生物系特定産業技術研究支援センター

新技術・新分野創出のための基礎研究推進事業

2004年度 中間評価結果

花芽分化誘導における光周性過程から統御過程への新規な遺伝子ネットワークの解明

(東京大学大学院理学系研究科 米田 好文)

評価結果概要

(1)全体評価

光周性花芽誘導は発芽、老化と並んで植物発生学上の3大イベントであり、基礎研究としてももっとも魅力的なものである。基礎研究推進事業としてこの問題の解明を目指す計画を採択し、推進していくことは大きな意義があろう。勿論、花芽誘導は農業上大きな可能性をもつが、性急にこの実用成果を追及するのではなく、基礎研究を主として推進すべきと考える。
本研究グループは国内の精鋭であり、これまでの研究は概ね順調に推移していると思われる。しかし、当然のことながらこの問題は世界の植物生理学者の興味を引きつけており、世界レベルでの競争は激しい。これまでは、シロイヌナズナの花成分子生物学のパラダイムに沿った研究が中心となっているが、残りの期間ではもう少し焦点を絞ったほうが良い面も見受けられる。そうした点で、イネ、アサガオという植物での進展を期待したい。
高いレベルの論文を発表しているが、プロジェクトのサイズから見ると情報の発信は、数的にはやや不十分と言えよう

(2)中課題別評価

中課題A「シロイヌナズナ花芽分化誘導統御遺伝子ネットワークの解明」
(東京大学大学院理学系研究科 米田好文)

本中課題が対象としているPDF2は、研究代表者が見出した因子であり、新規性が高い。これまでの研究進捗状況は必ずしも良くはないが、今後の研究展開により当初の目標の達成が期待できる。研究の進め方にも大きな問題は無いが、一般的に転写因子としてのPDF2に相互作用する因子を探索する方法として、酵母 2-hybrid法のみに依存するのではなく他の方法を併用することが良い。この点、本研究ではPDF2過剰発現体から、early-flowering花成回復変異体を単離、解析する方法が採用されているので、今後の進展を期待したい。
もう少し積極的に論文発表に取り組んで頂きたい。

中課題B「光シグナルによる花芽分化誘導調節の分子機構の解明」
(独立行政法人 農業生物資源研究所 井澤毅)

生育期間や開花誘導に長期間を要するイネを対象としているハンディキャップがあるにも拘わらず研究は着実に進展している。特に、研究開始時に提案がなく、その後、解析対象に加えたEhd1 遺伝子は新規性があり、その経路の同定は高く評価できる成果である。本研究はシロイヌナズナでは解析できない短日性植物の特性をうまく表現できる可能性をふくんでおり、今後の研究の展開、成果を大いに期待したい。
農林業への直接的、間接的貢献は、今後の成果によってかなり期待できる。

中課題C「短日植物アサガオと長日植物シロイヌナズナの光周性花成誘導と概日時計の分子基盤の解明:タンパク質リン酸化の役割に関する研究」 (筑波大学生物科学系 小野道之、溝口剛)
C401のシロイヌナズナでの解析とアサガオ実験系の整備は重要な成果である。この2つがアサガオで融合して、シロイヌナズナでは見られない成果を期待したい。また溝口が見いだしたSVPも興味深い遺伝子である。
しかし、花成に関与すると考えられる一部の遺伝子だけにとらわれすぎると、複雑であろう花成のプロセスを誤って理解してしまう危険性もある。少数の遺伝子の役割を一つ一つ解明してゆくことも重要であるが、現在はまだとらえられていない多くの遺伝子の相互作用等についてどのように整理してゆけるか、新しいストラテジーの構築も是非挑んで頂きたい。
葉菜類の抽台防止やサツマイモやトマトの開花制御など農林業への応用技術については、今後2年間にその有用性が実証できればすばらしい。

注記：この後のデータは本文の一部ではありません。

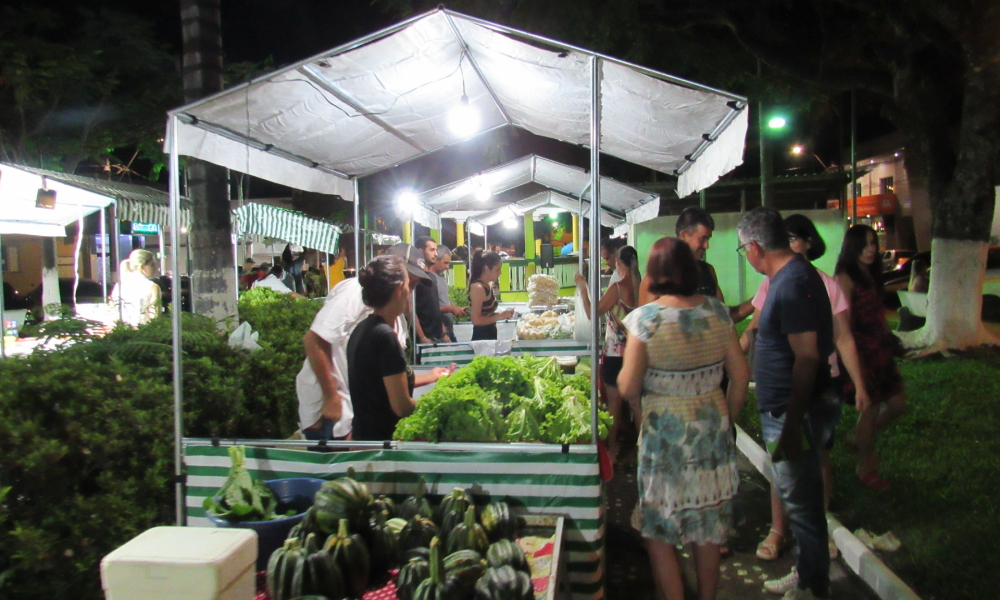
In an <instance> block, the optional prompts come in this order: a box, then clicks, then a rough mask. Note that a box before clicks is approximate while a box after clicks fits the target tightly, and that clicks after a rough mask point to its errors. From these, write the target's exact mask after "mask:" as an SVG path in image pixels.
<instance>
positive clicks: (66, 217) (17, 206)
mask: <svg viewBox="0 0 1000 600" xmlns="http://www.w3.org/2000/svg"><path fill="white" fill-rule="evenodd" d="M32 171H33V170H30V169H24V168H21V167H18V166H14V165H7V164H0V234H12V233H17V234H24V235H37V236H43V237H65V236H66V226H67V225H69V224H70V223H76V222H77V221H79V220H80V219H81V218H83V217H85V216H87V215H89V214H91V213H93V212H96V211H98V210H100V209H101V208H102V207H105V206H107V205H109V204H111V203H112V202H113V201H114V198H112V197H108V196H106V195H101V194H97V193H94V192H90V191H87V190H83V189H80V188H78V187H76V186H72V185H67V184H65V183H62V182H59V181H55V180H53V179H51V178H49V177H47V176H44V175H39V174H37V173H35V172H32ZM43 186H44V187H46V188H48V189H49V190H53V191H54V192H55V193H56V206H55V208H51V209H50V208H38V207H36V206H35V200H36V197H37V194H38V190H39V189H40V188H42V187H43Z"/></svg>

中課題D「花芽分化誘導を制御する新規の制御因子と制御階層の解明」
(京都大学大学院理学研究科 阿部光知)

当初計画にあった新規RNA因子の探索が中座したのは残念なことである。FWAの解析は順調に進んでおり、全体としては堅実な方法で証明を行なっている。FWAと相互作用する因子の新規な候補もとれているので、これからの展開に期待したい。
しかし、FWAの解析が花成の解明にどのように貢献できるかが不明であることが気にかかるところであり、FT/FDの解析を進めることも必要ではないか。
本プロジェクトにおける研究に基づく論文発表がない。多額な研究費に見合う情報発信が強く求められる。研究の展開に応じて適切に論文発表されたい。